Survivor’s Remorse is a political show that never puts politics before character or story. Its goal is to make you laugh, not make a point, and the characters’ constant verbal sparring is one of the show’s strongest aspects. In one upcoming episode, Missy takes charge at a magazine photo shoot for Cam, firing a model because she’s too light-skinned — “a damn-near white girl.” When Reggie tells her to let it go, Missy pushes back, arguing, “All my life I have been told to let it go.” She’s sick of only seeing light-skinned, wavy-haired black women portrayed in the media — at the beginning of Season 2, she decides to stop chemically relaxing her hair and wear it naturally — and now she’s finally in a position to do something about it.

But the show keeps adding texture to this conflict: The model confronts Missy on her way out the door — she’s got a kid, and for her this was an important job. Later, Reggie chides her for making a business decision for personal reasons, and without informing Cam. “We’re all a part of the problem sometimes,” he says. At the end of the episode, the issue isn’t neatly resolved, but Reggie and Missy grudgingly agree to move past it (and to work out the tension in bed, as this couple often does).

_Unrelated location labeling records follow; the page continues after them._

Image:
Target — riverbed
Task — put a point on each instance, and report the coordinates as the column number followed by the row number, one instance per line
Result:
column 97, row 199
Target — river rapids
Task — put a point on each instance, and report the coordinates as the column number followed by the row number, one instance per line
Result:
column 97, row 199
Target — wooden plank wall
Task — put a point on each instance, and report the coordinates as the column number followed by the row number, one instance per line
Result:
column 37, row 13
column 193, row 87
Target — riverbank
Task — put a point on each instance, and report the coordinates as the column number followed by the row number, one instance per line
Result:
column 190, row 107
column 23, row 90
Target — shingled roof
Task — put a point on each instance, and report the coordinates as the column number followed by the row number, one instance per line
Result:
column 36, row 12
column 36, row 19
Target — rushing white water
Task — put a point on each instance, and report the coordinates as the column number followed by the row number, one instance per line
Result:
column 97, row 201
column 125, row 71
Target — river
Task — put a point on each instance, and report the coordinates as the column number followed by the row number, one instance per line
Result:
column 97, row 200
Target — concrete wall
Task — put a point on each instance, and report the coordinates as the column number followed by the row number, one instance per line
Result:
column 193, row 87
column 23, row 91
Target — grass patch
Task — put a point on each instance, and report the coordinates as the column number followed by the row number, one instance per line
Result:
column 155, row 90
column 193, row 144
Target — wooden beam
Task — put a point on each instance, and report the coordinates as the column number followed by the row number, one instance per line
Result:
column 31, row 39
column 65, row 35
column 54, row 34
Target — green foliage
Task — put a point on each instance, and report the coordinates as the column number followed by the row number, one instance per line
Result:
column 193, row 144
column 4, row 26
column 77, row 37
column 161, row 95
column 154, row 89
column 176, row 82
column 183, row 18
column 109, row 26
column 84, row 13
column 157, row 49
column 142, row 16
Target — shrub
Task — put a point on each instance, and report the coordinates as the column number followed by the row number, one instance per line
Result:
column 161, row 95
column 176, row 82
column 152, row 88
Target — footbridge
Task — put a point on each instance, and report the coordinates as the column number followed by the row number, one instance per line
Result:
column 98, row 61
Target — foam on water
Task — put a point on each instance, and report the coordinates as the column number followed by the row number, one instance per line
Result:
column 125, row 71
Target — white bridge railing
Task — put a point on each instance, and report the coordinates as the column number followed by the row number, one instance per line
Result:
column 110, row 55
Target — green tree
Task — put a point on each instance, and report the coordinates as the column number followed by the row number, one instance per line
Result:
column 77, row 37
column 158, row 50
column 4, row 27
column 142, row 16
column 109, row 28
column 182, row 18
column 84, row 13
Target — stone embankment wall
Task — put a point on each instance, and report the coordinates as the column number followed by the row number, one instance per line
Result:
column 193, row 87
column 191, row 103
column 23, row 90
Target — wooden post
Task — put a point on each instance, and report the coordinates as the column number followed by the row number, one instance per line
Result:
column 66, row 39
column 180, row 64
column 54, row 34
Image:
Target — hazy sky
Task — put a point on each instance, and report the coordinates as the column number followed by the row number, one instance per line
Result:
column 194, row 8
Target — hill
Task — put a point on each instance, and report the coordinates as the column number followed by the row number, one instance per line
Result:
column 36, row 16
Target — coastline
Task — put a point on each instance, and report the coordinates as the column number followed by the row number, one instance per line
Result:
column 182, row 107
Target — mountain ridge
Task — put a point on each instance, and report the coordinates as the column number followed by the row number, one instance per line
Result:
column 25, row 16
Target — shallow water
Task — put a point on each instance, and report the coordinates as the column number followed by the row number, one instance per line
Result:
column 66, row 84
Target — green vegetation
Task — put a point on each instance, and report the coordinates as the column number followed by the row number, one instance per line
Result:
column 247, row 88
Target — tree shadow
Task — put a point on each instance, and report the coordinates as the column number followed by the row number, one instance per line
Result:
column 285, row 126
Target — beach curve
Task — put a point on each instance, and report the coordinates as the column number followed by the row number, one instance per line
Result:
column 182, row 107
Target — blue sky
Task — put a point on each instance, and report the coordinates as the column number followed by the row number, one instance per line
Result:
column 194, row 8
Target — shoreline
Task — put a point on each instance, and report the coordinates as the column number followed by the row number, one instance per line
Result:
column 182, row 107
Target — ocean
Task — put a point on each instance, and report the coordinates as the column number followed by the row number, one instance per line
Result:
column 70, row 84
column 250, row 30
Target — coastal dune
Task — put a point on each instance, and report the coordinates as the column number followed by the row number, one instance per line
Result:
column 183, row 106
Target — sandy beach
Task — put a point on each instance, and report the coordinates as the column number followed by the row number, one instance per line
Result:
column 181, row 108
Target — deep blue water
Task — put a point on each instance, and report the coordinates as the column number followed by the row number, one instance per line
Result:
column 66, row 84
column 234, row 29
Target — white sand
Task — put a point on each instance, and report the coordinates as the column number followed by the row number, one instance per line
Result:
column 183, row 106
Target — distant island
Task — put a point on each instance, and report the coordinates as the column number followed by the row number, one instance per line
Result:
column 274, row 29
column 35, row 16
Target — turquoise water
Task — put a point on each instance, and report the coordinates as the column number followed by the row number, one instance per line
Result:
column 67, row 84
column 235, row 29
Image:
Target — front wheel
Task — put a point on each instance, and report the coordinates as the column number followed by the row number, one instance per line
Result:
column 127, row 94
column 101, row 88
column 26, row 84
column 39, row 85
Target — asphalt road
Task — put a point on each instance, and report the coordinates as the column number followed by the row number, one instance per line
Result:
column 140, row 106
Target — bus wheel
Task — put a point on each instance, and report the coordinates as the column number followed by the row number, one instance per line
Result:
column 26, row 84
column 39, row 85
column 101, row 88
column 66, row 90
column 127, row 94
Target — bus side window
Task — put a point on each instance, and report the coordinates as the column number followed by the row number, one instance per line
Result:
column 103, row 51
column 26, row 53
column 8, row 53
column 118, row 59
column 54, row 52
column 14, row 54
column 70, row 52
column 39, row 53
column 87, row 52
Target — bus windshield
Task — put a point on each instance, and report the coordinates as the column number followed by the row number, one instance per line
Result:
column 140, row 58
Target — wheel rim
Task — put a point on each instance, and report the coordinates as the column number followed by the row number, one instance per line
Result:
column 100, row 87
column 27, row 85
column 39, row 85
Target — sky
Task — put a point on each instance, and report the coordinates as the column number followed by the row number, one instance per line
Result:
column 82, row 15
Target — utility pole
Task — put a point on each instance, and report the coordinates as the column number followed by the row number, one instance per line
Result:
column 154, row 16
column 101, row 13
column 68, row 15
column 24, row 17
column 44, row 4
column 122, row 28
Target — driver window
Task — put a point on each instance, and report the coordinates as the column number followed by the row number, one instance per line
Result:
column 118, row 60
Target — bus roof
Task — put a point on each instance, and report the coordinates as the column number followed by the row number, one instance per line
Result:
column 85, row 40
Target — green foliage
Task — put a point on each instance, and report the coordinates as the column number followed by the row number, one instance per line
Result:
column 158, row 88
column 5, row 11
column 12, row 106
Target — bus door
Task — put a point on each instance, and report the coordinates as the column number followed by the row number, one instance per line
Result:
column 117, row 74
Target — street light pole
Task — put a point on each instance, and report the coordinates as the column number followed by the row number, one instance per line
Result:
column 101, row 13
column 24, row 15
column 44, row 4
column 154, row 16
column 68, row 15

For all its fizzy energy and madcap scenarios — in one second season episode, Cassie undergoes vaginal rejuvenation surgery; in another, M-Chuck reams out a white re-enactor during a visit to a historic plantation, and later sleeps with her — Survivor’s Remorse has a good head on its shoulders and its feet firmly planted in the real world. The characters are forced to grapple with the expectations that come with their new social status, but they also have to come to terms with the ramifications of their own choices, navigating both the wider world and their relationships with each other — which always come first. Everyone’s just trying to do the right thing. It’s a refreshingly un-cynical approach to comedy at a time when there’s plenty of cynicism on TV.

Watch it, please.

Survivor’s Remorse airs Sundays at 10 p.m. on Starz.